E assim caminha o filme até que vemos um último vídeo que é identificado por uma legenda simples e triste como sendo “o último registro feito por Mário” – e é a partir daí que o próprio Eric Laurence volta a câmera para si mesmo e se posiciona na tela enquanto caminha pelo deserto, forma uma pilha de pedras ou suspira cansado sob o sol. No entanto, ao contrário de tantos documentaristas egocêntricos que parecem buscar qualquer desculpa para se colocarem como astros dos filmes que supostamente fazem sobre outras pessoas (vide o recente Em Busca de Iara), Laurence não parece à vontade como personagem e não sugere qualquer vaidade em suas ações. Logo percebemos o motivo: ele está se colocando apenas como avatar de Mário – o que fica claro em um belo plano no qual, ao caminhar no Salar de Uyuni, projeta um reflexo sobre a superfície molhada do sal, duplicando-se diante da câmera.
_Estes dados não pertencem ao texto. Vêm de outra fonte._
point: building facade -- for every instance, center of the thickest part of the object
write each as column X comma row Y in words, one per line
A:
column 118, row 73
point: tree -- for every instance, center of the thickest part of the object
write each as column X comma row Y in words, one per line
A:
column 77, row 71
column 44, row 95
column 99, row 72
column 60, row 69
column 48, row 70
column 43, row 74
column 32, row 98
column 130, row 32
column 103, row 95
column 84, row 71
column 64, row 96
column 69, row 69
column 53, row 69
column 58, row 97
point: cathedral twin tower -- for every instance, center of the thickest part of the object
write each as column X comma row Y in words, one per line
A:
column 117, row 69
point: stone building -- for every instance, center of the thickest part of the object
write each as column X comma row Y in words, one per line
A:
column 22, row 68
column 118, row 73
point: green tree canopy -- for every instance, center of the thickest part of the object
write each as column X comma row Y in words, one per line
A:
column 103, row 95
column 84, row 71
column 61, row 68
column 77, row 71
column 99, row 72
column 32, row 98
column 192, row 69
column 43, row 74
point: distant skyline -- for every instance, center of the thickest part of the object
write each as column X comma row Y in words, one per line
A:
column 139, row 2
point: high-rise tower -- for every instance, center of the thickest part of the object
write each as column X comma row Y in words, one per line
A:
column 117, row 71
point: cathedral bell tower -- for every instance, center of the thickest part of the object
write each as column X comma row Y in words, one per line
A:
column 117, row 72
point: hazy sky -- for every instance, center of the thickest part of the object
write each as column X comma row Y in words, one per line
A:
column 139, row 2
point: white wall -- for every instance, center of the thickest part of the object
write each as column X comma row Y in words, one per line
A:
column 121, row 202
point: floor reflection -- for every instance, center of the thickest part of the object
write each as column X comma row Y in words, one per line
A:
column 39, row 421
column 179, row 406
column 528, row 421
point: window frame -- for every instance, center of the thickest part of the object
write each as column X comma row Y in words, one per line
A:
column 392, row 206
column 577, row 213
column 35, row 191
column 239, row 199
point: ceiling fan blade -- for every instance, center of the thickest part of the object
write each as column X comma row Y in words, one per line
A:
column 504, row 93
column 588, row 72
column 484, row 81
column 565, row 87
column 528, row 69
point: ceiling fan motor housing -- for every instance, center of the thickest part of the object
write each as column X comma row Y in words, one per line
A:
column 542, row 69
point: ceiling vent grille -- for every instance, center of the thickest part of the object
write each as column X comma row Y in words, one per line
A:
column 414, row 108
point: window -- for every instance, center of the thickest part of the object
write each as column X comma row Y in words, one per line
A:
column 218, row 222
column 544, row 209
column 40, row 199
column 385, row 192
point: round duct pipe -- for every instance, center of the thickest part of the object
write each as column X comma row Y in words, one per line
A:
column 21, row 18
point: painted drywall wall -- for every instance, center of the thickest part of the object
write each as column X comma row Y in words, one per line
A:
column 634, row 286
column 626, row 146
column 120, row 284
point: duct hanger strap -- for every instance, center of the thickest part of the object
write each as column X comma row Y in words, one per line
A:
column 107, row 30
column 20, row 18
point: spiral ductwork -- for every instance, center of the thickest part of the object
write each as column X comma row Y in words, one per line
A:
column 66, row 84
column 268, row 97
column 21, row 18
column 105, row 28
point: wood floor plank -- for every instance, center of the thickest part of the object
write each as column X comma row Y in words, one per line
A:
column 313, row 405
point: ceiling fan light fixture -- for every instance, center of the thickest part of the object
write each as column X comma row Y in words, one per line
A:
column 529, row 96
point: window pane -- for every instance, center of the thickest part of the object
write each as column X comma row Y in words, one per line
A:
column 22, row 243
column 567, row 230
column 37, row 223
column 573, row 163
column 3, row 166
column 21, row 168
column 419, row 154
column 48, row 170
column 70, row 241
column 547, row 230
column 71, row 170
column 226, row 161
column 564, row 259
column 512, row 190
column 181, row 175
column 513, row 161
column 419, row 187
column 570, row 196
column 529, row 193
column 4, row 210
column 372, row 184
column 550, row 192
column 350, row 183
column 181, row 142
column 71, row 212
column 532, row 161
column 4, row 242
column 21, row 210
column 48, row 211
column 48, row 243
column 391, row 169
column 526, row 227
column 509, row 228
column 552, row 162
Doloroso como o devastador documentário canadense 65_RedRoses, Uma Passagem para Mário é um tributo tocante a um homem que devia ser muito especial para inspirar uma lealdade tão grande por parte de seus amigos – e que, não à toa, acaba sendo amado pelo espectador no desfecho da projeção, cuja sequência final certamente representa uma das coisas mais lindas que o Cinema produzirá em 2014 ao trazer, embaladas pela magnífica trilha de Plínio Profeta, imagens de Mário projetadas nas rochas do Atacama, transformando em telas as estruturas irregulares do deserto e representando perfeitamente o potencial curativo da Sétima Arte no processo de luto do diretor e na realização do sonho de seu personagem.
É uma sequência única, especial e poética. E que, enquanto dura na tela, traz Mário Duques magicamente de volta à vida.